Capitolo 3

79 12 28
                                    

Dopo quanto accaduto nel bosco, la nottata aveva preso una piega del tutto inaspettata e adesso Sheila si ritrovava da sola nella sua stanza, circondata da una calma e da un silenzio innaturali che le facevano accapponare la pelle. La ragazza si trovava seduta sul pavimento intenta ad osservare il Varyel, che aveva appoggiato con cura sulla parete opposta e aveva il ginocchio destro alzato sul quale aveva distrattamente poggiato il braccio, i suoi lunghi capelli erano sciolti e di tanto in tanto venivano mossi da un leggero venticello che entrava dalla finestra aperta. La stanza era illuminata dalla fioca luce della luna, che però non sembrava essere abbastanza per definire i contorni dell'intera camera e di fatto, l'unica cosa che era sotto il diretto fascio di luce, era la spada. Immersa nella penombra, la ragazza fece scivolare lo sguardo sulle dure forme dell'arma cercando di imprimersi nella sua mente le sue fattezze.

Di per sé, il Varyel non aveva nulla di straordinario: era un montante, una spada a due mani, la cui lama in acciaio sembrava lunga circa due metri, uno in più rispetto al normale. L'elsa era a crociera e i baffi terminavano con delle rientranze a forma di v sulla fine. L'impugnatura era in pelle nera e il lungo manico terminava con un pomolo d'acciaio di forma pentagonale. Le uniche tre decorazioni che erano presenti sulla spada erano due incisioni sull'elsa, una di forma romboidale posta al centro dei due baffi e l'altra a forma di goccia posta al centro del pomolo, e la grande e rovinata scritta sulla lama, che la ragazza non era in grado di comprendere.
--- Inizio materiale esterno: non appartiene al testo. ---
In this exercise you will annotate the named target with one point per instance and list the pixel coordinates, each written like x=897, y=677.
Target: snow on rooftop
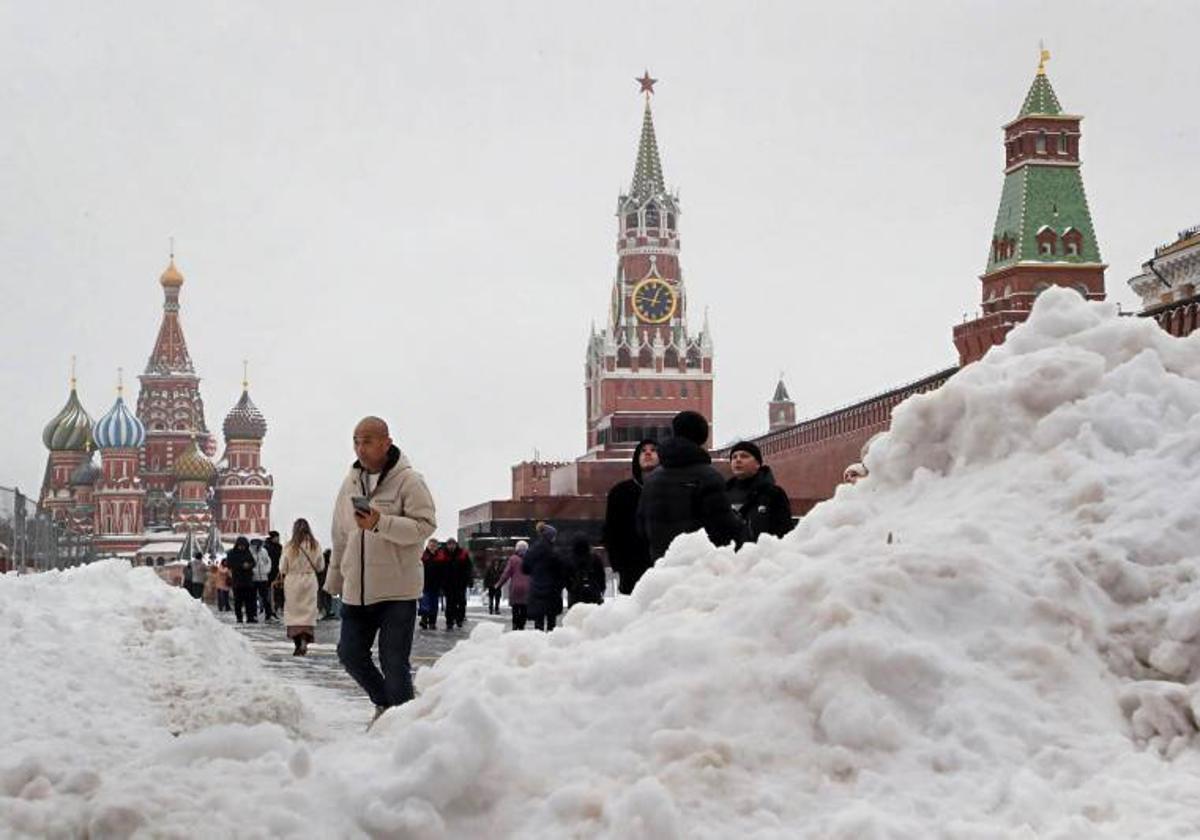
x=994, y=635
Quando aveva estratto la lama dal fondo roccioso del lago, la scritta si era illuminata di una luce color giada ma adesso, alcune ore dopo l'incidente nel bosco, aveva smesso di brillare. Qualcuno bussò alla porta e poco dopo la testa di Noah fece capolino nella stanza.
<<Ehi... posso entrare?>>
Lei annuì e il ragazzo andò a sedersi accanto a lei. Sheila sospirò e appoggiò la testa sulla spalla del fratello mentre lui l'abbracciò di lato. I due erano entrambi stanchi e Sheila avrebbe voluto rimproverare il fratello per essere ancora sveglio a quell'ora tarda della notte, ma dopo tutto quello che era successo, non ne aveva davvero la forza.

<<Come stai?>> le chiese Noah.
La ragazza si trattenne dal ridere. Dentro di lei, mille emozioni stavano combattendo una feroce battaglia l'una contro l'altra. Da un lato, era tremendamente preoccupata per i suoi genitori, scomparsi nel nulla a causa degli stessi soldati che avevano attaccato la foresta, dall'altro, era spaventata dal Varyel e da ciò che esso rappresentava: un destino oscuro e del tutto ignoto che l'avrebbe portata via da tutto ciò che amava. Sheila era indecisa su che via scegliere e continuava a domandarsi perché dovesse partire proprio in quel momento. Cosa avrebbe dovuto scegliere? La famiglia o il regno? L'amore o una gloria ipotetica? Sheila aveva sempre saputo che prima o poi il suo destino sarebbe tornato a bussare alla porta e perciò aveva già programmato di arruolarsi nell'esercito reale non appena avesse compiuto i tanto attesi diciannove anni, ma non aveva mai messo in conto che una cosa del genere potesse accadere. Che avrebbe dovuto fare? A chi avrebbe lasciato Noah adesso? Chi avrebbe atteso le fate, che erano già partite a cercare i loro genitori?

Suo fratello non poteva rimanere a casa da solo né poteva seguirlo nella sua avventura, aveva una salute troppo cagionevole e imprevedibile e poi a breve avrebbe dovuto recarsi nella capitale per proseguire i suoi studi. Il suo sogno lo attendeva ed era giusto che lui andasse.

<<Se ti riferisci alla spalla sto bene, sono solo un po' stanca.>>
Il corpo del fratello si irrigidì e Sheila notò la preoccupazione dipinta sul volto del ragazzo. Cosa avrebbe dato pur di farla sparire.
<<Questa non era la prima volta che lo incontravi vero? Eri già stata nella terra dei mostri...>>
Sheila si prese la testa fra le mani e sospirò.
<<Si, ci sono finita quando sei stato male la prima volta, è stato il cervo a riaccompagnarmi a casa... Già quella volta il re della foresta mi aveva predetto il mio destino.>>
Fra i due calò un silenzio pesante, accentuato dall'innaturale silenzio di quella notte.